The Secret to cURL in PHP on Windows…

cURL is a great library created by Daniel Stenberg, that allows you to connect and communicate to many different types of servers using many different types of protocols. In particular, it’s used heavily in PHP to communicate to Payment Gateways and fetch XML feeds from other sites whilst being ‘transparent’ to web page visitors.

The particular secret I would like to share involves establishing connections to secure sites (SSL-enabled ones in particular). When you browse to an SSL–enabled site in your web browser, a few things happen… One of the things that happen is that your browser checks to see if the site’s security certificate is trusted. It does this by checking the entity that signed the certificate against it’s built in book of trusted signatures and if it finds a match, onto the next step. However, if your browser can’t find a match the certificate will be invalid and it will complain that the site could potentially be a fake or insecure.

The ‘book of trusted signatures’ is known as a Certificate Authority bundle and usually comes built in with most web browsers. If you install cURL (the standalone version that can be run from the command–line), chances are it will come with the cURL Certificate Authority bundle and you won’t need to do a thing as the cURL functions within PHP will use this as it’s book of trusted signatures. However, on Windows the cURL functions within PHP are pre–built and included in the standard PHP setup, thus do not include this bundle. Chances are if you don’t know this you’ll probably spend a good amount of your time screaming at your webpage as it mocks you with error number 60! I know I spent quite a good few hours wondering why it worked on my Linux PC but not on the Windows server!

CURL Error 60: SSL certificate problem, verify that the CA cert is OK.
Details: error:14090086:SSL routines
SSL3_GET_SERVER_CERTIFICATE:certificate verify failed

Luckily the fix is quite easy…

  1. Download standalone cURL for Windows (make sure it is the SSL version).
    Download the .pem file from the cURL site and rename the extension to .crt
  2. Extract curl-ca-bundle.crt from the download and copy to your web server folder.
  3. Add the following line to your code: –
    curl_setopt($ch, CURLOPT_CAINFO, "c:/path/to/ca-bundle.crt");
  4. Remember to change $ch to the variable you’ve assigned your curl connection to and “c:/path/to/ca-bundle.crt” to the location of where you have copied the ca-bundle.crt.
  5. Check the server has permission to read this file.

If you are getting started with cURL, here is some sample code I’ve written that should get you started.
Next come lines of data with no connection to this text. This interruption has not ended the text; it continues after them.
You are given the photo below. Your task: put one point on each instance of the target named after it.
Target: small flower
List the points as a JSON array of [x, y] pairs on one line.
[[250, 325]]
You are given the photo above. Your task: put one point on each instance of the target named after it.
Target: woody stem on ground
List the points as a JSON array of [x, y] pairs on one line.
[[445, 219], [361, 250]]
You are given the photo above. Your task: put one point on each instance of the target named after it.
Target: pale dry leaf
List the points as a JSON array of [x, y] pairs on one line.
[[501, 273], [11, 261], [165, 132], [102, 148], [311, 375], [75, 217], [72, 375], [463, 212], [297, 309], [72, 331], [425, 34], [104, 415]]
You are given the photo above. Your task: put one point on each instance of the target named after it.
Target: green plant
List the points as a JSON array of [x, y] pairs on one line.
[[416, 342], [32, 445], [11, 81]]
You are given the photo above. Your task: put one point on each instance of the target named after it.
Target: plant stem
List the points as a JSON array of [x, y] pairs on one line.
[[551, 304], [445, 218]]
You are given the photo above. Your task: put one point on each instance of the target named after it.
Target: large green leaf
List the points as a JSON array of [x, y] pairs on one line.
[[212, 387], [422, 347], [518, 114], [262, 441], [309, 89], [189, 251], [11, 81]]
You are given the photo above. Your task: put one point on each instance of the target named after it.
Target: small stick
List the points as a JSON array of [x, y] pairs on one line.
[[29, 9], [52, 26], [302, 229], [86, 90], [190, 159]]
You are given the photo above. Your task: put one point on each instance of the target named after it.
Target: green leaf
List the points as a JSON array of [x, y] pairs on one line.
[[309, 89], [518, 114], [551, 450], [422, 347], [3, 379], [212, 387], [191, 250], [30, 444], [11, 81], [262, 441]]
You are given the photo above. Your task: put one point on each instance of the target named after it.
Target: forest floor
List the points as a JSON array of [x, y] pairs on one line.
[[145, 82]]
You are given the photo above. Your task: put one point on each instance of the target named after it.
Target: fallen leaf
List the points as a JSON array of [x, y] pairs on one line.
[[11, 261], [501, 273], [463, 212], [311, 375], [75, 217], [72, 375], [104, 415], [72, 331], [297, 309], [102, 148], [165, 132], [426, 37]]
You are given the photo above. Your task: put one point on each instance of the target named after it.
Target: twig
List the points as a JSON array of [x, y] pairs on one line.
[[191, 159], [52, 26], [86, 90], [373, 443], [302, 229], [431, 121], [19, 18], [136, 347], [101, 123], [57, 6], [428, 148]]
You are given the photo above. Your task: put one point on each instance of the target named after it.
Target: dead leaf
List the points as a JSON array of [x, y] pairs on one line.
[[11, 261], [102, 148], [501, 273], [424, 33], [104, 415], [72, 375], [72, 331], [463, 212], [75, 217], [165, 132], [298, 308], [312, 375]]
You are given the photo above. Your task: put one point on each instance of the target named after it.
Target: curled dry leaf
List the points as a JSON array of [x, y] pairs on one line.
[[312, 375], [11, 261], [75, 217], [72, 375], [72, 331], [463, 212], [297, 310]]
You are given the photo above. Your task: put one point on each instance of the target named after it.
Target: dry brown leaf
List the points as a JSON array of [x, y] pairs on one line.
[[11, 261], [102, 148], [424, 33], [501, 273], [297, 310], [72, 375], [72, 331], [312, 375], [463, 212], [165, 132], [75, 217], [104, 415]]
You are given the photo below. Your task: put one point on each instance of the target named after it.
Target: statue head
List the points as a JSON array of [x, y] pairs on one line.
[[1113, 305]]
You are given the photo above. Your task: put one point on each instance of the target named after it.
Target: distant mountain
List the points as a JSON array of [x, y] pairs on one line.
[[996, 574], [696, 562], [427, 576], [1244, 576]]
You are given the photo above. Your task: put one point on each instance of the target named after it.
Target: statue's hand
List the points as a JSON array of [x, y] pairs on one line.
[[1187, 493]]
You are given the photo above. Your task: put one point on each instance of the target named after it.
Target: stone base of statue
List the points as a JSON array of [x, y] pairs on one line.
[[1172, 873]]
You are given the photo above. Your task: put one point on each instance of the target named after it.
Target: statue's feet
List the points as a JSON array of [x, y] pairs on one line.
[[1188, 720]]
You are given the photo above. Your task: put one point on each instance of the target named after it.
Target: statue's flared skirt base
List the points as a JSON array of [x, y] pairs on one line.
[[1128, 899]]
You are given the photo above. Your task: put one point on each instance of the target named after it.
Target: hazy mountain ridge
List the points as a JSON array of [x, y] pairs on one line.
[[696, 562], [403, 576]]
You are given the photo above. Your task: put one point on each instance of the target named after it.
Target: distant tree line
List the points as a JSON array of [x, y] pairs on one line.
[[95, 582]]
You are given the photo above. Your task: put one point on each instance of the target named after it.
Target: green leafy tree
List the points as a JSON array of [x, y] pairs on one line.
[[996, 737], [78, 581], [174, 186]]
It outputs the contents of the secure server to a string, which is echoed out to your page.

// Set up cURL connection
$url = '';
$ca = 'c:/path/to/ca-bundle.crt';
$ch = curl_init();

// Apply various settings
curl_setopt($ch, CURLOPT_URL, $url);
curl_setopt($ch, CURLOPT_HEADER, 0); // Don’t return the header, just the html
curl_setopt($ch, CURLOPT_CAINFO, $ca); // Set the location of the CA-bundle
curl_setopt($ch, CURLOPT_RETURNTRANSFER, 1); // Return contents as a string

$result = curl_exec ($ch);
echo $result;

That’s it! You should now be able to connect successfully to SSL-enabled websites using the cURL functions of PHP on your Windows server.

UPDATE 2010/08/20: Apparently the certificates aren’t shipped with the archived versions any more. To get the latest certificate bundle that’s been extracted from the Mozilla browser you can download the .pem file from the cURL site and rename the extension to .crt.